The war in Afghanistan requires just such a courageous reckoning.  What was once the bipartisan “good war” has become wearisome, a war without a steady victory trajectory (surprise) and therefore, being “a war,” something to jettison (for the sake of the troops of course).  That would be horribly mistaken.

Like most folks from states that were part of the Confederacy, I am uneasy with General William Tecumseh Sherman.  The deliberate devastation he wrought – what surely seemed at the time gratuitous destruction and mayhem, including many non-military targets – makes him, still, in some parts of the South, the most hated man ever.  Yet I am constrained to say, General Sherman did exactly what was necessary.  He resolutely crushed the enemy, and brought the Civil War to a swifter end.

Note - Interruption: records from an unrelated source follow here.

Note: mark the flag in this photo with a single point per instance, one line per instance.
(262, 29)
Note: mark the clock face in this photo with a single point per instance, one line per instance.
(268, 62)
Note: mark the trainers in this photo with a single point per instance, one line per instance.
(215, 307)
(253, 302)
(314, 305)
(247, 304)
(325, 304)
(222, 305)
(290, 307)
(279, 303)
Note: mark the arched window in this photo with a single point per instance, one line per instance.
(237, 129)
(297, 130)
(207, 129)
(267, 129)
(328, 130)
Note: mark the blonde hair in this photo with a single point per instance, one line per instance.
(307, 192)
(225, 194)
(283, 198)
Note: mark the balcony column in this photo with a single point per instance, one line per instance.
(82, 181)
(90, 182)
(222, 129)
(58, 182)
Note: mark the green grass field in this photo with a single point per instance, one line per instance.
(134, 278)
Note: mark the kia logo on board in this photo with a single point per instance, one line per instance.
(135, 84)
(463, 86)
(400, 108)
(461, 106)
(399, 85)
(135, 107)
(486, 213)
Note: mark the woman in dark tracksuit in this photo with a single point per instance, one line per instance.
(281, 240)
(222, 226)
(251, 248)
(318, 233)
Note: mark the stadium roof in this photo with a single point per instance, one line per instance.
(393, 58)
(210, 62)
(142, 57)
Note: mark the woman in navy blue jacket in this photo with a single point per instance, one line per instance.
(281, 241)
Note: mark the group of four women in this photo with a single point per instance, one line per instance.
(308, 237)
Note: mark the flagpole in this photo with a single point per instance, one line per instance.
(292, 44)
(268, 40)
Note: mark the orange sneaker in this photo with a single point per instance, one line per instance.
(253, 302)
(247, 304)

Permit the enemy no illusion of residual power.  If we believe we are right vis-à-vis the Taliban – as the Union believed it was right vis-à-vis the South and the Allied powers in World War 2 believed they were right vis-à-vis the Axis powers (hence resolving to accept nothing short of unconditional surrender), then the Taliban must be crushed.  And that must be our unrelenting and righteous resolve.

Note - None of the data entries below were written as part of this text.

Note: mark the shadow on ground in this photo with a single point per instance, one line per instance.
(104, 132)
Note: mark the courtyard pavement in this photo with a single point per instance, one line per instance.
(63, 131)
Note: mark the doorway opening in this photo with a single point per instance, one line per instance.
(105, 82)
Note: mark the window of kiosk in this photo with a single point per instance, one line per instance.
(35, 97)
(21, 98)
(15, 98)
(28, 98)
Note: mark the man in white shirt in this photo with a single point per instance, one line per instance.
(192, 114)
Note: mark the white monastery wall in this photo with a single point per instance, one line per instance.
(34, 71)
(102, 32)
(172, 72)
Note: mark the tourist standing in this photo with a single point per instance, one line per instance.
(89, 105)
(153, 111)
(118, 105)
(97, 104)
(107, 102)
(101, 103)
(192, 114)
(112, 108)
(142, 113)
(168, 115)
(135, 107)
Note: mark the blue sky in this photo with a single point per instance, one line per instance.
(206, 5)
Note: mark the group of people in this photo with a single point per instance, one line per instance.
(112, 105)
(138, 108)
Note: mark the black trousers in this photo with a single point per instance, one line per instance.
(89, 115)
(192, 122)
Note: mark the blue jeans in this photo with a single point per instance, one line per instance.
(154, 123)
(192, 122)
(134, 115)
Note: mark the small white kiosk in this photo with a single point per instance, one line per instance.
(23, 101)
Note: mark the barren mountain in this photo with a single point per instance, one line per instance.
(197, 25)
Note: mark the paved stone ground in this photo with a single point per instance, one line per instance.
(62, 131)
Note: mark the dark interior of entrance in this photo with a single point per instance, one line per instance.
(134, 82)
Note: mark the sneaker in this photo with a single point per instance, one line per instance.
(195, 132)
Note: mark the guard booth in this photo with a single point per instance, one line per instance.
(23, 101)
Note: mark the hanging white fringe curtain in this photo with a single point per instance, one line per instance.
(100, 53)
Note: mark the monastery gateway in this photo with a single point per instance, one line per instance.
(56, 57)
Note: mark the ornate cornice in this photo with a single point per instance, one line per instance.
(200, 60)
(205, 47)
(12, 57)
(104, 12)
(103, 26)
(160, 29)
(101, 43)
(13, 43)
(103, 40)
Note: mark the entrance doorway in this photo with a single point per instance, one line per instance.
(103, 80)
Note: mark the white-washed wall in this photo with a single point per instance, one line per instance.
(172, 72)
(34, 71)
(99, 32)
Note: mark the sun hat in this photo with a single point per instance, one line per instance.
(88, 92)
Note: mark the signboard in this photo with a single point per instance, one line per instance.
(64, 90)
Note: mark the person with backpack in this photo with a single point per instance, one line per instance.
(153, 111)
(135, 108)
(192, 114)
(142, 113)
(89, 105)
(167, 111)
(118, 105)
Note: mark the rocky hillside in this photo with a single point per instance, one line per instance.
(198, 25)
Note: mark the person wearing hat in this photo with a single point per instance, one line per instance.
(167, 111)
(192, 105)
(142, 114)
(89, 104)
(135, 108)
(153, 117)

To give them negotiating latitude, to dignify the thugs with ceremonial second thoughts, would guarantee a surge of unspeakable brutality against mostly women and children, and any men with the courage to protest.

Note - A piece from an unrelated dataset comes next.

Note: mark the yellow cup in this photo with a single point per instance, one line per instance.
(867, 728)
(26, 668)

Are we right vis-à-vis the Taliban?

Aisha is not an outlier exception.  The Taliban has long made a sport of torturing and killing women.  According to a United Nations report, the Taliban is currently responsible for 76% of the civilian deaths in Afghanistan – and women and children are bearing the brunt of the Taliban slaughter.  In its desperation, the Taliban recently announced open killing season on any civilians who cooperate with the Afghan government or coalition forces.

Not content merely to execute a pregnant woman recently accused of adultery, the Taliban subjected her first to brutal lashes, and then put a bullet in her head.  A medical team – eight Americans, a German, a Briton, and two Afghans –who devoted their lives to the kind of sight-saving eye-care that indigent Afghans would never otherwise receive – were slaughtered, and a Taliban spokesman proudly took credit.  “They were Christian missionaries [which was false], and we killed them all.”

We are right vis-à-vis the Taliban.  We are honorable to fight them, we are on the right side of history and Muslim courage, and we must finish the fight convincingly.

UPDATE 2-11-2011: The photo above on the cover of Time magazine won the World Press Photo award for 2010.